I look at her. “There was no appointment scheduled.”

“No. We just went. Because she was in pain and we panicked.” Her jaw tightens. “Someone was waiting for us. The moment we got out of the car, they were already moving. Four of them, from both sides of the street at the same time.” She closes her eyes briefly. “They knew we were coming. They had to have known. Nobody moves like that without knowing.”

I sit with that for a moment.

Someone gave them the building on 74th. Someone knew that if Elena felt enough pain, she would leave the penthouse and go there. Someone either manufactured the reason or was positioned to move the moment any reason presented itself.

“The pain,” I say. “Has she had it before?”

“She had something similar weeks ago. The doctor said it was normal. Round ligament pain.” Mara’s eyes find mine. “Roman.” Her voice drops. “She’s twelve weeks. The baby.”

“I know,” I say. “I’m going to get her.”

Her hand moves on the bed toward me, slow, the IV pulling slightly. “She doesn’t know about any of this. The Bratva, thecouncil, Grigori. She has no idea what she’s in the middle of.” Her eyes are wet. “She’s just a girl who fell in love with the wrong man, and she doesn’t deserve?—”

“I know,” I say again.

I stand up.

Mara looks at me from the bed, her shoulder immobilized, her face pale, her eyes doing something that costs her something she doesn’t have to spare right now.
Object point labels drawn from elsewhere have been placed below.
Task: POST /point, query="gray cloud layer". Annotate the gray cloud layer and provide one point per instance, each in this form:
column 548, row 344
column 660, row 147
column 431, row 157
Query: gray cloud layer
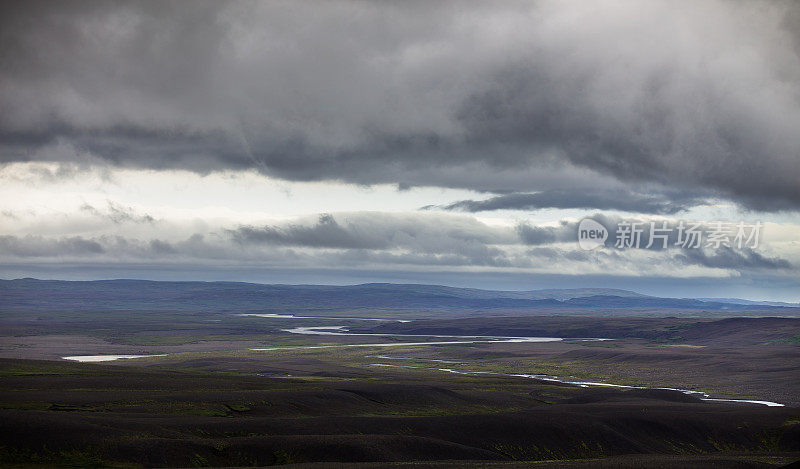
column 659, row 203
column 702, row 96
column 368, row 239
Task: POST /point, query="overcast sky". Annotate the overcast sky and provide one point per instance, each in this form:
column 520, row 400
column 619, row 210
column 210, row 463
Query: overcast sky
column 454, row 143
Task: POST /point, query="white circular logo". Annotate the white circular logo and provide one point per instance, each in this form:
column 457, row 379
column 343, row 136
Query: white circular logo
column 591, row 234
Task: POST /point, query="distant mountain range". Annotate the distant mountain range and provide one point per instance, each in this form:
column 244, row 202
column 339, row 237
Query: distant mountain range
column 140, row 295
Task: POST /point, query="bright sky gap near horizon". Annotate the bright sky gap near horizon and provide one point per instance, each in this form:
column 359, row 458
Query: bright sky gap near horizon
column 453, row 143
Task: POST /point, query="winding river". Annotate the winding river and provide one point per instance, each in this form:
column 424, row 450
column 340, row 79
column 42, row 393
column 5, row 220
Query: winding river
column 471, row 339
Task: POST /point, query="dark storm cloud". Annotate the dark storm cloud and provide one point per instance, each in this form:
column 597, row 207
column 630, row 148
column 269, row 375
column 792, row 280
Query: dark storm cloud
column 558, row 94
column 576, row 198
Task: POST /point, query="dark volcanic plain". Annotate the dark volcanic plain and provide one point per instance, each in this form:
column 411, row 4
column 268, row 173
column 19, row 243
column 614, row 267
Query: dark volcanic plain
column 212, row 401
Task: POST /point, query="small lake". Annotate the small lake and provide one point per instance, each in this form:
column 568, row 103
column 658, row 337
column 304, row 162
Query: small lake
column 106, row 358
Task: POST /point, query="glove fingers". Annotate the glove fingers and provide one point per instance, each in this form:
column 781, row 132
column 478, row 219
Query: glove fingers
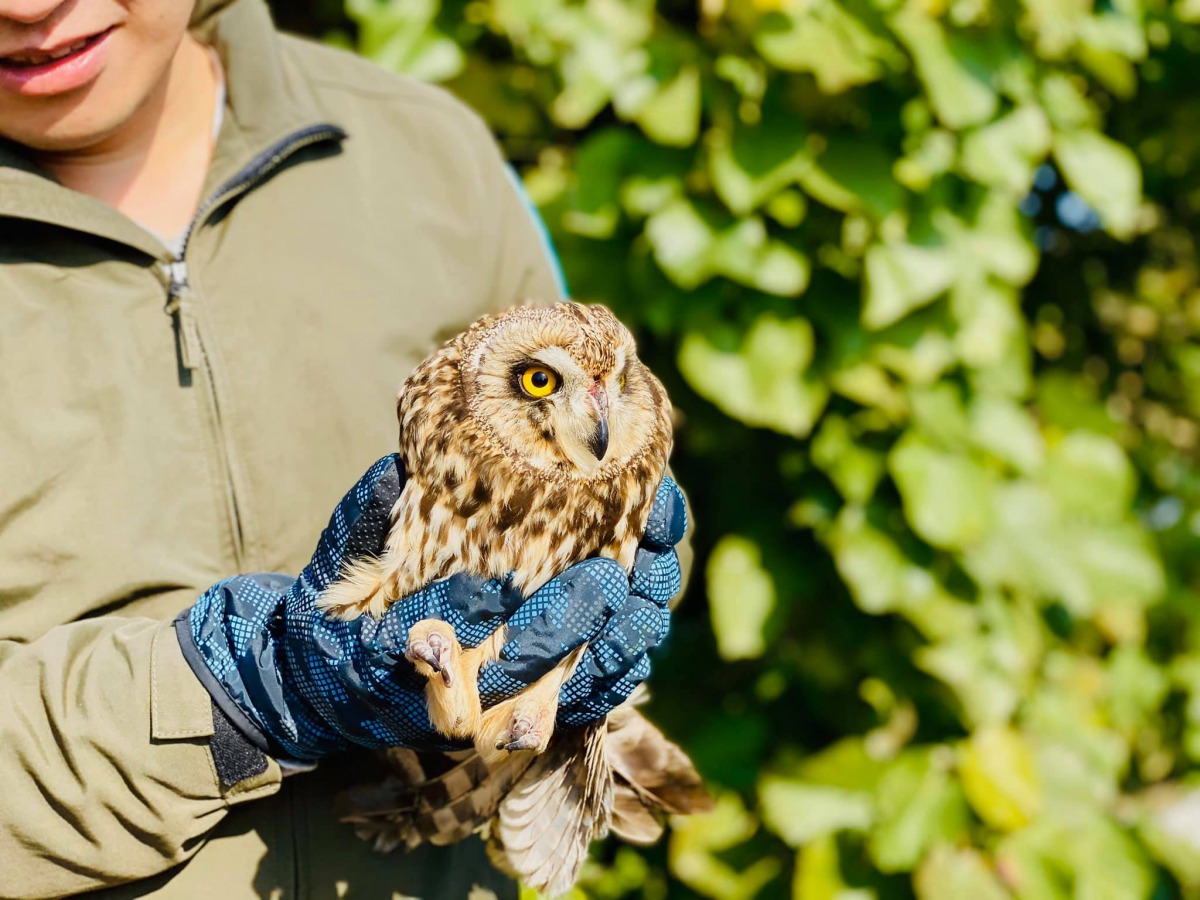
column 550, row 625
column 473, row 606
column 618, row 651
column 669, row 516
column 657, row 575
column 359, row 525
column 605, row 696
column 373, row 498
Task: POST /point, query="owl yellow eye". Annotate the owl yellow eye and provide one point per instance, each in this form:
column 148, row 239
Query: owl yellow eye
column 539, row 382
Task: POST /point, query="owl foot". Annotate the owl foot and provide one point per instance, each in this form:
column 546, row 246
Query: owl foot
column 451, row 693
column 435, row 652
column 522, row 723
column 525, row 733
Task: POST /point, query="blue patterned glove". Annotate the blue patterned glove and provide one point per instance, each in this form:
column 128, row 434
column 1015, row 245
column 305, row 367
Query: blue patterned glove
column 301, row 685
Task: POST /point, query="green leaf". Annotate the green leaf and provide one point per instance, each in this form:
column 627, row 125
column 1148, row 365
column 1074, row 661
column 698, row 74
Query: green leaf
column 696, row 841
column 819, row 874
column 1007, row 431
column 683, row 243
column 919, row 804
column 1090, row 475
column 672, row 115
column 997, row 774
column 901, row 277
column 955, row 82
column 799, row 813
column 882, row 580
column 751, row 165
column 744, row 253
column 853, row 174
column 957, row 874
column 855, row 469
column 947, row 496
column 1006, row 153
column 741, row 598
column 823, row 39
column 1104, row 173
column 765, row 382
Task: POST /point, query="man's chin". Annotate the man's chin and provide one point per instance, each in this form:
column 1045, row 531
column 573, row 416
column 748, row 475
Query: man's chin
column 73, row 132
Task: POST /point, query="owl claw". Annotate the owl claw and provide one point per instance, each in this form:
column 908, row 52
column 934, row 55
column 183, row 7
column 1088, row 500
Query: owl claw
column 423, row 652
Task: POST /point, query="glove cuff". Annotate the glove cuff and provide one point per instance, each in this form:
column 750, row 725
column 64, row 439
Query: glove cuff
column 221, row 699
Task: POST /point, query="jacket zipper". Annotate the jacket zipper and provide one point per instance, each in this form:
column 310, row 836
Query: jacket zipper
column 180, row 297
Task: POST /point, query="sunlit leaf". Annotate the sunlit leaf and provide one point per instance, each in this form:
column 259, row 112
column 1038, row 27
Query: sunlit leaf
column 1104, row 173
column 955, row 874
column 741, row 598
column 765, row 382
column 999, row 778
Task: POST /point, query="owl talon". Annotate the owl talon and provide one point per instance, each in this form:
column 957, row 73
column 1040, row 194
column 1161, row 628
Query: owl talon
column 420, row 651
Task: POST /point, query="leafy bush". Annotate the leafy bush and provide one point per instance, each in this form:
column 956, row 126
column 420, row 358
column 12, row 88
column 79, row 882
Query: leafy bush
column 922, row 279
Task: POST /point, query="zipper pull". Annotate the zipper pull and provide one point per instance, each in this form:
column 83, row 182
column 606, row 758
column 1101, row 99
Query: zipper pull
column 179, row 306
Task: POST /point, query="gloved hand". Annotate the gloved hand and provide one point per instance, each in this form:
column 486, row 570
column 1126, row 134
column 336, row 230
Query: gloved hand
column 301, row 685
“Bring her home,” she says.

I look at her for a moment. “Rest,” I say. Then I walk out.

Kostya is in the corridor with his phone and two printed sheets, and he hands them to me before I reach him.

“Marchetti properties in the tri-state area,” he says, falling into step beside me. “We have been running every contact, every wire, every surveillance asset we have. A contact near the Hoboken waterfront reported unusual vehicle activity at the warehouse conversion on Sinatra Drive forty minutes ago. Two vans, additional personnel, all arriving within the same thirty-minute window.”